Stress flare-ups are a normal and inevitable part of life. And since stress can trigger symptoms like pain, symptom flare-ups are also a normal and inevitable part of life.
The good news is: We can change the way that we respond to flare-ups. And if we do so consistently, it can have a very significant impact, reducing the intensity and persistence of flare-ups.
Over time, symptom flares can go from being a pervasive and overwhelming headline of your life to a manageable and even helpful footnote that reminds you to slow down and take care of yourself when you’re dealing with the inevitable stresses in life.
👉 Here are some mindset hacks to re-configure the way you respond to flare-ups:
Don’t treat it like a personal flaw; treat it like the flu.
Don’t get mad at yourself; take care of yourself.
Don’t under-react and power through it, or pretend it’s not happening.
Don’t over-react and catastrophize or tell yourself that you’re “back at square one.”
Do take care of yourself and reassure yourself that this will pass — and that it’ll pass more expediently if you care for yourself like a loving elder would care for a child who has the flu, with warmth and kindness.
Don’t try to make it stop or go away.
Do support yourself while it passes through your system.
What we resist persists; what we support ourselves through will pass through us with greater ease and expedience.
You can also think of a flare-up as a rainstorm passing through you.
If you pretend that the rainstorm isn’t happening and you keep powering through, you’ll get drenched and sicker than you needed to.
If you try to fight against the rainstorm by sealing up your tent, the wind will destroy your tent.
But if you acknowledge that the rainstorm is happening, shelter in your tent and open a vent to let the wind pass through, you’ll get coverage without your shelter getting destroyed.

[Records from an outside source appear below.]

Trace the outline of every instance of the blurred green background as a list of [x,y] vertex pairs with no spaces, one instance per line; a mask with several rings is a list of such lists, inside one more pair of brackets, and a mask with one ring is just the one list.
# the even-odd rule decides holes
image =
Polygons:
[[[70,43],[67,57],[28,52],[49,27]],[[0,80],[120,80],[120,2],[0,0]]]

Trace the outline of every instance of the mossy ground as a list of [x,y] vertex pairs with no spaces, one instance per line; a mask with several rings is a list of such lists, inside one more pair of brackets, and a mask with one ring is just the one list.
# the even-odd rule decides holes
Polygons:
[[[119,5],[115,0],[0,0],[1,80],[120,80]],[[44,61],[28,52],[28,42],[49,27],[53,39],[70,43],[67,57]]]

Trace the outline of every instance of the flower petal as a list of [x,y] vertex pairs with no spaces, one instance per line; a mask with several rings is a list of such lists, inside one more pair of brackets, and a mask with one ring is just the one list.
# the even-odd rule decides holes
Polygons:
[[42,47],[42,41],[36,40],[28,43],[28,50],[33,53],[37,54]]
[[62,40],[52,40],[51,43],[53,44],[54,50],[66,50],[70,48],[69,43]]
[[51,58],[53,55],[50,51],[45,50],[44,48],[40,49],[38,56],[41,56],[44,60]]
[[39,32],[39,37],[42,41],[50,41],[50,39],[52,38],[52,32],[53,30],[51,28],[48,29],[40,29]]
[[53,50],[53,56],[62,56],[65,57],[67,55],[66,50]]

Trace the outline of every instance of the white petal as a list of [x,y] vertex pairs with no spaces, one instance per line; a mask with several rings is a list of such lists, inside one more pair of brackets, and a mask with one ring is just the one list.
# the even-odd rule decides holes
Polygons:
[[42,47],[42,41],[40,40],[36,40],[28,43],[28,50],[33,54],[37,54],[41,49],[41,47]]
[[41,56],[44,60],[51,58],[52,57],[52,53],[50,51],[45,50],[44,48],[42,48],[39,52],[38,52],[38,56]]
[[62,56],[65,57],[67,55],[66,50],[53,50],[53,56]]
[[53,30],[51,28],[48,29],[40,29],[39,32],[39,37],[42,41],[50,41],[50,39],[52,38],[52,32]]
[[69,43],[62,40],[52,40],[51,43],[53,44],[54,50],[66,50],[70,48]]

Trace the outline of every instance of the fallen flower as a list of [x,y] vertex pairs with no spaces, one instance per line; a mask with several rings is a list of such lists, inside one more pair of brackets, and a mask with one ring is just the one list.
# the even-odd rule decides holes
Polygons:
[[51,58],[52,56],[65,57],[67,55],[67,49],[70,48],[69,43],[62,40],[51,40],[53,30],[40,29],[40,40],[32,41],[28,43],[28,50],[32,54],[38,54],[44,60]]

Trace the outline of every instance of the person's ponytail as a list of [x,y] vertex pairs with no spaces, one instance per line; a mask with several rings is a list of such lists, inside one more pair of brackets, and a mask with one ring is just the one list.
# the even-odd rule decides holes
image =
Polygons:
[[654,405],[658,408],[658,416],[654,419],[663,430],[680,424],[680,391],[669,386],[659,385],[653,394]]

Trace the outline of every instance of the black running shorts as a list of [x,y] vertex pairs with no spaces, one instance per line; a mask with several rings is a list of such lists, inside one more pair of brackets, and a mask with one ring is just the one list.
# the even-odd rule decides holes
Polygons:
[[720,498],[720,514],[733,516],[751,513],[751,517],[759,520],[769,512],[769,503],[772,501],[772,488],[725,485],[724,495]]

And every storm runs out of rain, eventually. After the storm passes, you can dry yourself off, pick yourself up, give yourself a hug and move forward.
How do you like to take care of yourself while you’re “sheltering in your tent?” I like to lie down, slow down my breath, listen to soothing music, cuddle with my cats, watch some mindless television, take a walk if I feel up to that, take a painkiller (following recommended safety guidelines) if it persists… What are your self-care strategies to get you through a storm?